Murray's official Medal of Honor citation reads:
For commanding Company C, 30th Infantry, displaying supreme courage and heroic initiative near Kaysersberg, France, on 16 December 1944, while leading a reinforced platoon into enemy territory. Descending into a valley beneath hilltop positions held by our troops, he observed a force of 200 Germans pouring deadly mortar, bazooka, machinegun, and small arms fire into an American battalion occupying the crest of the ridge. The enemy's position in a sunken road, though hidden from the ridge, was open to a flank attack by 1st Lt. Murray's patrol but he hesitated to commit so small a force to battle with the superior and strongly disposed enemy. Crawling out ahead of his troops to a vantage point, he called by radio for artillery fire. His shells bracketed the German force, but when he was about to correct the range his radio went dead. He returned to his patrol, secured grenades and a rifle to launch them and went back to his self-appointed outpost. His first shots disclosed his position; the enemy directed heavy fire against him as he methodically fired his missiles into the narrow defile. Again he returned to his patrol. With an automatic rifle and ammunition, he once more moved to his exposed position. Burst after burst he fired into the enemy, killing 20, wounding many others, and completely disorganizing its ranks, which began to withdraw. He prevented the removal of 3 German mortars by knocking out a truck. By that time a mortar had been brought to his support. 1st Lt. Murray directed fire of this weapon, causing further casualties and confusion in the German ranks. Calling on his patrol to follow, he then moved out toward his original objective, possession of a bridge and construction of a roadblock. He captured 10 Germans in foxholes. An eleventh, while pretending to surrender, threw a grenade which knocked him to the ground, inflicting 8 wounds. Though suffering and bleeding profusely, he refused to return to the rear until he had chosen the spot for the block and had seen his men correctly deployed. By his single-handed attack on an overwhelming force and by his intrepid and heroic fighting, 1st Lt. Murray stopped a counterattack, established an advance position against formidable odds, and provided an inspiring example for the men of his command.

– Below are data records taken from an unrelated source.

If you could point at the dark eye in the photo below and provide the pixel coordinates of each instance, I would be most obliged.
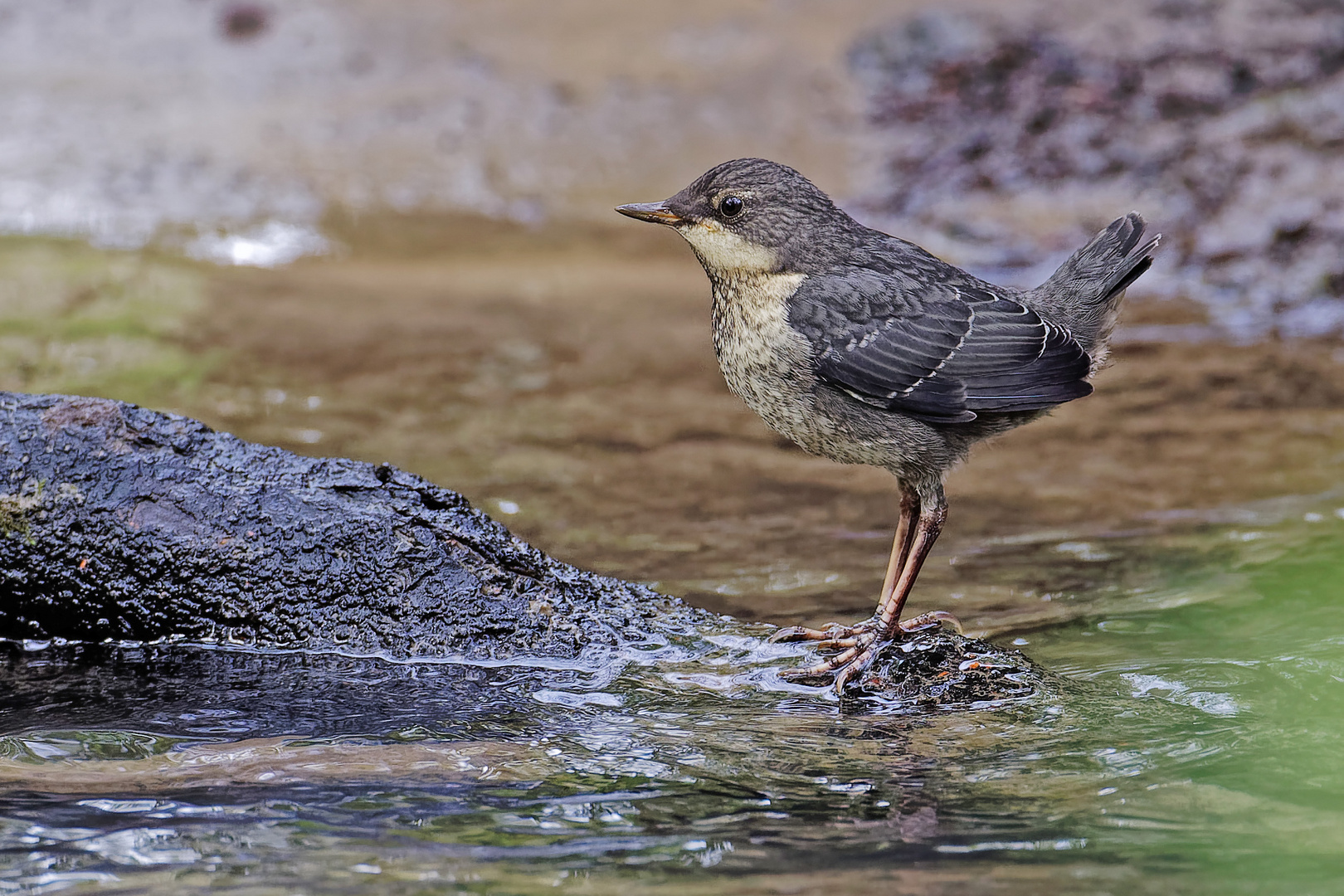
(730, 207)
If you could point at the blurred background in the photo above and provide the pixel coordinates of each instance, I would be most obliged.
(385, 231)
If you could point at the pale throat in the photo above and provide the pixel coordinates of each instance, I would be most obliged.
(726, 256)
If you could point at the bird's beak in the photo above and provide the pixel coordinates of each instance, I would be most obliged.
(655, 212)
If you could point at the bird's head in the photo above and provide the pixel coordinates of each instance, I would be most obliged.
(752, 217)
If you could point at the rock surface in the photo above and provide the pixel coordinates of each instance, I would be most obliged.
(1220, 121)
(128, 525)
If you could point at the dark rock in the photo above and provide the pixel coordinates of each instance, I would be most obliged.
(1220, 121)
(153, 533)
(127, 524)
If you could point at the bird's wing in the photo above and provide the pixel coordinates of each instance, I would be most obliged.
(937, 353)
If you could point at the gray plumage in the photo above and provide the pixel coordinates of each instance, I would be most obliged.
(867, 349)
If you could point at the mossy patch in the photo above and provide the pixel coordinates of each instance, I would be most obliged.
(93, 321)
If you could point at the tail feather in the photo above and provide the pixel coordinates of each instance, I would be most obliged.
(1085, 293)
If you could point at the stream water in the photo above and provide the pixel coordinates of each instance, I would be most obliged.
(1187, 740)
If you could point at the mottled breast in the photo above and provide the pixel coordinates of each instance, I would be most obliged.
(763, 360)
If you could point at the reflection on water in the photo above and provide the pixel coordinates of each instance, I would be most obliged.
(1181, 746)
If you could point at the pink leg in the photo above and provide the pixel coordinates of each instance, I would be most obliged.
(839, 635)
(862, 646)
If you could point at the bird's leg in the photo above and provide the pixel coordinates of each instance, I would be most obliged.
(860, 648)
(933, 514)
(841, 637)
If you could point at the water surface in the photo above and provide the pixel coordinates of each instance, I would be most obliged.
(1187, 740)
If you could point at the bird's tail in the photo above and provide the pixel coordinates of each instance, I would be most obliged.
(1085, 293)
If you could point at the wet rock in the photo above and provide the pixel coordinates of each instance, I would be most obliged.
(125, 525)
(1222, 121)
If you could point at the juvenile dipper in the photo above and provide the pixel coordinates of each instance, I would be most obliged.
(867, 349)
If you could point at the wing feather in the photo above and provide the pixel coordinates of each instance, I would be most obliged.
(942, 353)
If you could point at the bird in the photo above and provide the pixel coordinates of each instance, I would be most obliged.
(864, 348)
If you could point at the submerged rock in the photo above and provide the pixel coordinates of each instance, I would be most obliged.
(129, 525)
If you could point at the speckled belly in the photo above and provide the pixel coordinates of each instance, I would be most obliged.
(763, 360)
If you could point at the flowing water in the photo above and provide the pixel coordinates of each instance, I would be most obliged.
(1187, 740)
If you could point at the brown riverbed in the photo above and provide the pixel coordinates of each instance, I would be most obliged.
(563, 381)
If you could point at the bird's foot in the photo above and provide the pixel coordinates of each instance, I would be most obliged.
(830, 637)
(858, 644)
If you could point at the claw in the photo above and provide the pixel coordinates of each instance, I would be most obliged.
(799, 633)
(832, 631)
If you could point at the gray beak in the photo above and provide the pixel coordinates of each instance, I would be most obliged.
(655, 212)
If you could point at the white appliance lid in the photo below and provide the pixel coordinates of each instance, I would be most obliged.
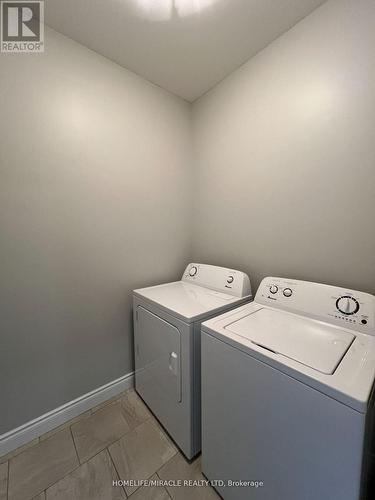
(315, 344)
(186, 300)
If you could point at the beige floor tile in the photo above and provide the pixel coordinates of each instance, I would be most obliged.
(91, 481)
(33, 470)
(3, 480)
(141, 452)
(95, 433)
(65, 425)
(179, 468)
(19, 450)
(133, 408)
(151, 492)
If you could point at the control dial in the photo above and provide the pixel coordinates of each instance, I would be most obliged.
(193, 271)
(347, 305)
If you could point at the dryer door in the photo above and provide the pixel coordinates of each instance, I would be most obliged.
(157, 356)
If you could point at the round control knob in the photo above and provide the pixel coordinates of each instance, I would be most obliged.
(193, 271)
(347, 305)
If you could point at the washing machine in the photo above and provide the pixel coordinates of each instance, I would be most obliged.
(167, 322)
(287, 385)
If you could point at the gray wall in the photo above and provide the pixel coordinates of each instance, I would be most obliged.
(285, 172)
(94, 201)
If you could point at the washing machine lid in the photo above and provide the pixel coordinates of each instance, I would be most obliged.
(312, 343)
(187, 301)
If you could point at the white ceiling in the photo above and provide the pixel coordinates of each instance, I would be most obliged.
(184, 46)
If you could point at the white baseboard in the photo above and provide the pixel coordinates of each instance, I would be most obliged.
(45, 423)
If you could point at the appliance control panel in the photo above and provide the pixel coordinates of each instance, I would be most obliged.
(217, 278)
(347, 308)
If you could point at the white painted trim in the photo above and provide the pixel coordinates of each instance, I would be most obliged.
(35, 428)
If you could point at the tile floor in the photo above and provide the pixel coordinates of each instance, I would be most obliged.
(119, 439)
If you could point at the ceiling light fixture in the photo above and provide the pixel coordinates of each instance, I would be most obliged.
(163, 10)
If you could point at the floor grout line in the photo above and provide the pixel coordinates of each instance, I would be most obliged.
(165, 487)
(74, 444)
(117, 472)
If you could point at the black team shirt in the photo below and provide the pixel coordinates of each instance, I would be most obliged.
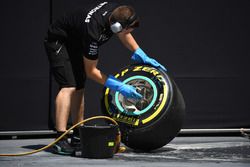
(87, 28)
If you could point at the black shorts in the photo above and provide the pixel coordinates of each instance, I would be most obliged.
(66, 63)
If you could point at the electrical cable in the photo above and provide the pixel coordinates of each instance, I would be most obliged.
(120, 149)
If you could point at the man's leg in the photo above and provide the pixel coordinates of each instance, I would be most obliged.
(77, 115)
(77, 106)
(63, 103)
(63, 107)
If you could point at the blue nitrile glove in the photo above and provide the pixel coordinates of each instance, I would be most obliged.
(127, 91)
(140, 56)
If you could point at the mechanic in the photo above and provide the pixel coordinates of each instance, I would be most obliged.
(72, 44)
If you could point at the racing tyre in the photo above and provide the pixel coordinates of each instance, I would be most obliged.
(153, 121)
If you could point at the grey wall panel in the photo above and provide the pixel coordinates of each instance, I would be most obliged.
(204, 45)
(24, 72)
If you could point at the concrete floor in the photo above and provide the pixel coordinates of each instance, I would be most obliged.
(182, 151)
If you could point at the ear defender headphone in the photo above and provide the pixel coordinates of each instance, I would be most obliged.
(118, 26)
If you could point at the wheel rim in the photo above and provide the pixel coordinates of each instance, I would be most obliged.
(144, 86)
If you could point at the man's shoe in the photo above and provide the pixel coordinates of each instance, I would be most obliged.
(63, 147)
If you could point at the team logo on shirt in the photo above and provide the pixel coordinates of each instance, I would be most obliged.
(91, 12)
(93, 48)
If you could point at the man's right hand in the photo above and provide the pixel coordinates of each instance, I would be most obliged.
(127, 91)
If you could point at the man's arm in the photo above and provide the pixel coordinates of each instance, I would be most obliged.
(128, 41)
(92, 72)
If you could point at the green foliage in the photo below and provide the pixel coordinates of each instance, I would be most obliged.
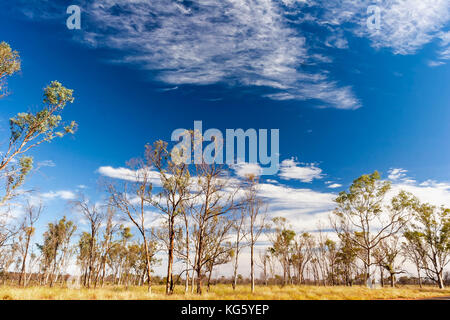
(9, 64)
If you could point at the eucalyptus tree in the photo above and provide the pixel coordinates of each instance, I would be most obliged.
(175, 191)
(9, 64)
(255, 210)
(29, 130)
(362, 217)
(429, 234)
(94, 215)
(303, 247)
(132, 198)
(56, 248)
(27, 230)
(282, 240)
(217, 197)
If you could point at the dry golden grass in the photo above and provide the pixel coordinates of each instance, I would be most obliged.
(223, 292)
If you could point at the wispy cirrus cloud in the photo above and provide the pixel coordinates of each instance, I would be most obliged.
(293, 170)
(405, 25)
(246, 43)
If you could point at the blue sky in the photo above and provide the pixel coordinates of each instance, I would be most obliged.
(347, 100)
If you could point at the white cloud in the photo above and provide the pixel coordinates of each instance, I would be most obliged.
(127, 174)
(334, 185)
(406, 25)
(244, 169)
(236, 42)
(292, 170)
(61, 194)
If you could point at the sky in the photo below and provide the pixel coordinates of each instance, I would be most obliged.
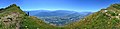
(72, 5)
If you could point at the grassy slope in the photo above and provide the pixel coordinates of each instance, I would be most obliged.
(26, 21)
(98, 20)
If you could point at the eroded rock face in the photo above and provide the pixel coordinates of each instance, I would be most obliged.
(11, 20)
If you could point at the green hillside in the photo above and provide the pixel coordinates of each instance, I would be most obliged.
(108, 18)
(12, 17)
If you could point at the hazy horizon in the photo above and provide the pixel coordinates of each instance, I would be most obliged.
(52, 5)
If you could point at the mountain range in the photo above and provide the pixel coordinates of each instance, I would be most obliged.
(12, 17)
(58, 17)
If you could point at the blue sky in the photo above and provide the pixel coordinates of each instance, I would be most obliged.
(72, 5)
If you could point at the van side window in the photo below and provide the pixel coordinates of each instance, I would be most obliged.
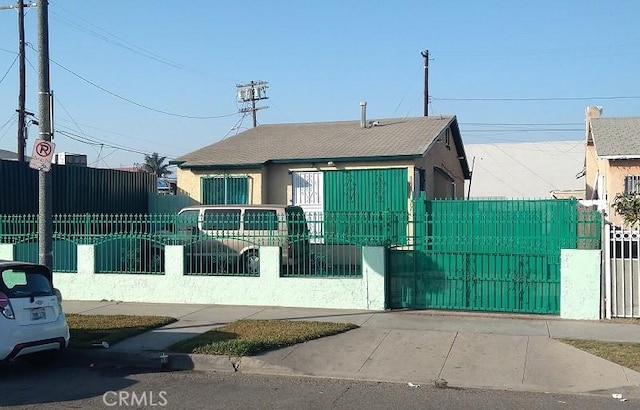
(260, 220)
(221, 220)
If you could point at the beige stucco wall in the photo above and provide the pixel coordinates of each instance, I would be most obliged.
(615, 172)
(189, 182)
(445, 158)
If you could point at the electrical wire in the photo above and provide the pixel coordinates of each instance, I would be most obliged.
(622, 97)
(121, 43)
(193, 117)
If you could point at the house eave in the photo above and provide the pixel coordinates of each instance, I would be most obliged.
(619, 156)
(408, 157)
(219, 166)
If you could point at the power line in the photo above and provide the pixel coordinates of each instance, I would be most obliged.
(528, 130)
(133, 102)
(631, 97)
(121, 43)
(97, 142)
(520, 124)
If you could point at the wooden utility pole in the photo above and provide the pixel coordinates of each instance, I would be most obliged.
(22, 76)
(425, 54)
(45, 217)
(250, 93)
(21, 94)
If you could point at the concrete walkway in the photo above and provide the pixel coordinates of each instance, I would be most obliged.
(466, 350)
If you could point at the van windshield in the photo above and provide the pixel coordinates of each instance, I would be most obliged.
(221, 220)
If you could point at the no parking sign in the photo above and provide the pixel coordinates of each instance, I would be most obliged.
(42, 155)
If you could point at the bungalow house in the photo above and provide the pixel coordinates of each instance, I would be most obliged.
(331, 166)
(612, 159)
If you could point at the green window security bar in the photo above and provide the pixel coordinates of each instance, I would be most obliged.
(225, 189)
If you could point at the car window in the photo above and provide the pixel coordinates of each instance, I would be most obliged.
(260, 220)
(22, 283)
(221, 220)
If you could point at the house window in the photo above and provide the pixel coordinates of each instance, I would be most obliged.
(225, 189)
(632, 184)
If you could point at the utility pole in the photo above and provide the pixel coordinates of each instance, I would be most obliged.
(21, 58)
(45, 217)
(425, 54)
(21, 94)
(250, 93)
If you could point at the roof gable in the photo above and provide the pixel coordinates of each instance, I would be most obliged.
(616, 137)
(395, 138)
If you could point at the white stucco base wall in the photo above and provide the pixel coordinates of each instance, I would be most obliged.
(6, 251)
(269, 289)
(580, 284)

== Awards and decorations ==

| Badge | Combat Infantryman Badge with Star denoting 2nd award |  |  |  |
| 1st row | Medal of Honor |  |  |  |
| 2nd row | Silver Star with 2 Oak leaf clusters | Legion of Merit with 2 Oak leaf clusters |  | Bronze Star Medal with "V" Device and 1 Oak leaf cluster |
| 3rd row | Purple Heart | Air Medal |  | Army Commendation Medal |
| 4th row | American Campaign Medal | European-African-Middle Eastern Campaign Medal with 3 Campaign stars |  | World War II Victory Medal |
| 5th row | Army of Occupation Medal with 'Germany' Clasp | National Defense Service Medal with 1 Oak leaf cluster |  | Vietnam Service Medal with 2 Campaign stars |
| 6th row | Croix de Guerre with Silver Star | Republic of Vietnam Gallantry Cross with Bronze Star |  | Vietnam Campaign Medal |
| Badge | Parachutist Badge |  |  |  |
| Unit awards | Presidential Unit Citation with 1 Oak leaf cluster |  | Republic of Vietnam Gallantry Cross with Palm |  |

==Burial at Arlington National Cemetery on 9 Sep 2011==
https://archive.today/20130415134640/http://www.patriotguard.org/Forums/tabid/61/postid/1626878/view/topic/Default.aspx

Following his death in 2011, Murray was laid to rest in Arlington National Cemetery. His grave is in Section 60.